102 załogi odwiedziły w ubiegły weekend Mikołajki, gdzie odbywał się 76 Rajd Polski – łączona runda Mistrzostw Europy i Rajdowych Samochodowych Mistrzostw Polski. Załoga Samasz Rally Team w składzie Maciej Stolarski, Bartosz Dzienis zajęła doskonałe 2 miejsce w klasie Open N w Rajdowych Samochodowych Mistrzostwach Polski.
Uczestnicy mieli do pokonania piętnaście odcinków specjalnych – w sumie ponad 200 km/os. Rajd okazał się bardzo wymagający zarówno dla sprzętu jak i załóg, dlatego tylko czterdzieści siedem aut dotarło do mety w Mikołajkach.
Załoga Stolarski/Dzienis „podróżowała” dobrze sobie znanym Mitsubishi Lancerem Evo IX, osiągając metę na drugim miejscu w klasie open N i czternastym miejscu w klasyfikacji generalnej RSMP.
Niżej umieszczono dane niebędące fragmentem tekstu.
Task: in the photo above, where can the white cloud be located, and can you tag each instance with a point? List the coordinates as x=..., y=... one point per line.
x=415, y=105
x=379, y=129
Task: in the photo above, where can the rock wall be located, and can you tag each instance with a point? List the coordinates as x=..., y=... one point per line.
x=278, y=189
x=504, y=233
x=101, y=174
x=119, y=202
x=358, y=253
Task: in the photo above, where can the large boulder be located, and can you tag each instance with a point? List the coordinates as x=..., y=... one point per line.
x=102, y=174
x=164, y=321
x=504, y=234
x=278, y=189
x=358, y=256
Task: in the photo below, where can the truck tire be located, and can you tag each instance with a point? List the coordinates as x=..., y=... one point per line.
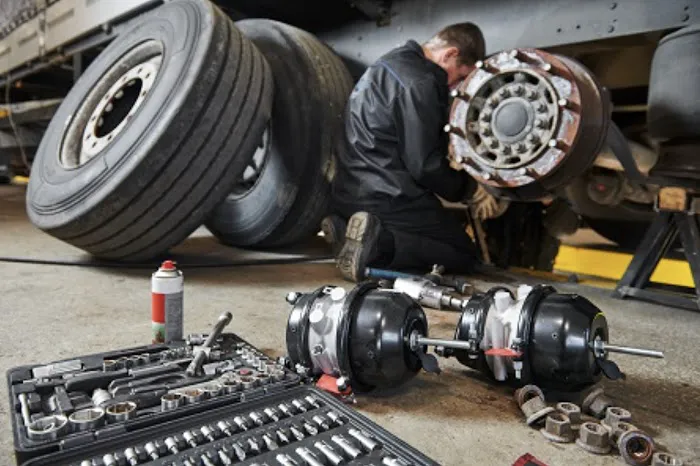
x=674, y=95
x=146, y=143
x=285, y=200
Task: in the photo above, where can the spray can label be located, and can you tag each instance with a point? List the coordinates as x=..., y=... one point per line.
x=167, y=300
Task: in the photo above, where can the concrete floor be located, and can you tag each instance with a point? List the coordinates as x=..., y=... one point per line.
x=457, y=418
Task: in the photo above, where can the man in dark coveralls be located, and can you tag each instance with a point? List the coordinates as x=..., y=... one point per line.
x=386, y=212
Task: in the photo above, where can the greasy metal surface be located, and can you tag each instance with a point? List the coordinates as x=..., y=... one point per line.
x=560, y=122
x=454, y=416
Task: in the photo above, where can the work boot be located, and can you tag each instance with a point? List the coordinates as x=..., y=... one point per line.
x=361, y=246
x=333, y=228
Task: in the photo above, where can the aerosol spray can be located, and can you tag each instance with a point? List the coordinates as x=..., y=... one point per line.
x=167, y=287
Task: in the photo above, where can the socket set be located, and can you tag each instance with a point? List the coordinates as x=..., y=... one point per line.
x=298, y=426
x=67, y=404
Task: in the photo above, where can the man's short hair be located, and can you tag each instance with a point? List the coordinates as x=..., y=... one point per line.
x=466, y=37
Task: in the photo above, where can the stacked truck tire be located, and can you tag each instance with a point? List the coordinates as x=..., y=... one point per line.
x=190, y=119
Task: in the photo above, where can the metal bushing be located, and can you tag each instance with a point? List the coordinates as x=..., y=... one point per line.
x=248, y=382
x=596, y=403
x=524, y=115
x=109, y=365
x=47, y=428
x=193, y=395
x=558, y=428
x=121, y=411
x=613, y=415
x=636, y=447
x=572, y=411
x=277, y=375
x=526, y=393
x=665, y=459
x=594, y=438
x=619, y=429
x=87, y=419
x=535, y=410
x=100, y=396
x=171, y=401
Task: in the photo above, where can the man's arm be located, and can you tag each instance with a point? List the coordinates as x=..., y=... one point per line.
x=422, y=113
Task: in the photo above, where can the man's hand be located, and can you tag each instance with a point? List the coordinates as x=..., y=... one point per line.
x=484, y=205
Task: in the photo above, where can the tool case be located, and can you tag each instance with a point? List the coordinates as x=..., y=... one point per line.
x=137, y=406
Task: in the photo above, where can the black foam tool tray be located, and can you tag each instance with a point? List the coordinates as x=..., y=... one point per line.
x=294, y=427
x=235, y=371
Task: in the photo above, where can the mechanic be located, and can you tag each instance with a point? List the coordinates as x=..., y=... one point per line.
x=385, y=209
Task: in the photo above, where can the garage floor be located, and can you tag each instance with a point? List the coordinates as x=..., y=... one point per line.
x=457, y=418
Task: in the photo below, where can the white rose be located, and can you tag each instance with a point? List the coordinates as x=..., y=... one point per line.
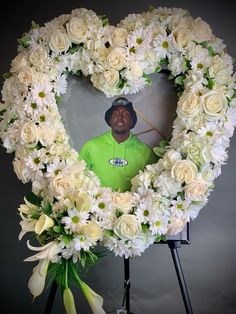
x=220, y=70
x=77, y=30
x=83, y=201
x=29, y=134
x=44, y=223
x=101, y=55
x=184, y=171
x=166, y=185
x=93, y=230
x=181, y=38
x=20, y=170
x=176, y=64
x=134, y=71
x=127, y=227
x=39, y=58
x=196, y=190
x=62, y=185
x=20, y=61
x=201, y=30
x=58, y=149
x=170, y=158
x=47, y=135
x=176, y=226
x=188, y=105
x=59, y=41
x=111, y=76
x=119, y=37
x=116, y=58
x=123, y=201
x=26, y=75
x=214, y=103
Czytaj też: Półtora roku temu było tu rżysko. Dziś stoi nowy zakład SaMASZ. Rozmowa z prezesem Antonim Stolarskim
- Jesteśmy bardzo zadowoleni z ukończenia tak trudnego i długiego rajdu. Jeszcze kilka lat temu, gdy jeździłem w KJS. byłem na tych odcinkach, jako kibic i ściganie się na nich, było poza sferą moich marzeń. Ale marzenia trzeba spełniać i te udało się zrealizować - ocenia Maciej Stolarski. - Jechaliśmy po całej stawce Mistrzostw Europy, przez co trasa była dość mocno zniszczona, co utrudniało nam rywalizację i intensywnie zużywało sprzęt. Mieliśmy w klasie mocnych rywali w samochodach prototypowych w tym Wicemistrza Polski. Wiedzieliśmy że są trochę szybsi i ściganie ich może źle się dla nas skończyć, a naszym celem jest osiągnięcie mety. Dlatego jechaliśmy swoim tempem, tak żeby nie zniszczyć auta i dojechać do mety bez większych przygód.
Rajdowiec przyznaje, że była to skuteczna taktyka, ponieważ już w sobotę - po wypadkach dwóch konkurentów - ekipa Samasz Rally Team wyszła na prowadzenie w klasie. Jednak na ostatnim, najdłuższym sobotnim oesie Olecko 2, dogonili załogę startującą minutę przed nimi i ... wiszący w powietrzu kurz uniemożliwił im szybką jazdę, przez co spadli na drugie miejsce.
W niedzielę postanowili zaatakować i odrobić 15 s straty do lidera. Wszystko szło dobrze.
- Niestety na trzecim niedzielnym odcinku, to nam przytrafił się błąd i na ciasnym zakręcie wypadliśmy z trasy - opowiada maciej Stolarski. - Auto wyszło z tego bez większych uszkodzeń, ale samodzielnie nie mogliśmy wrócić na trasę. Chciałbym podziękować wszystkim kibicom za sprawną akcje wyciągania i to wam dedykujemy ten puchar – bez was było by po rajdzie!
Załoga straciła w tej akcji ok. 10 min i spadła na trzecie miejsce. Jednak nie na długo - na tym samym oesie dachował ich konkurent i lider klasy open N. Dzięki temu Samasz Rally Team przesunięto o „oczko” wyżej w klasyfikacji końcowej.
- Taki to nieprzewidywalny sport. Do ostatnich metrów nie można być pewnym wyniku i mety. - śmieje się Maciej Stolarski.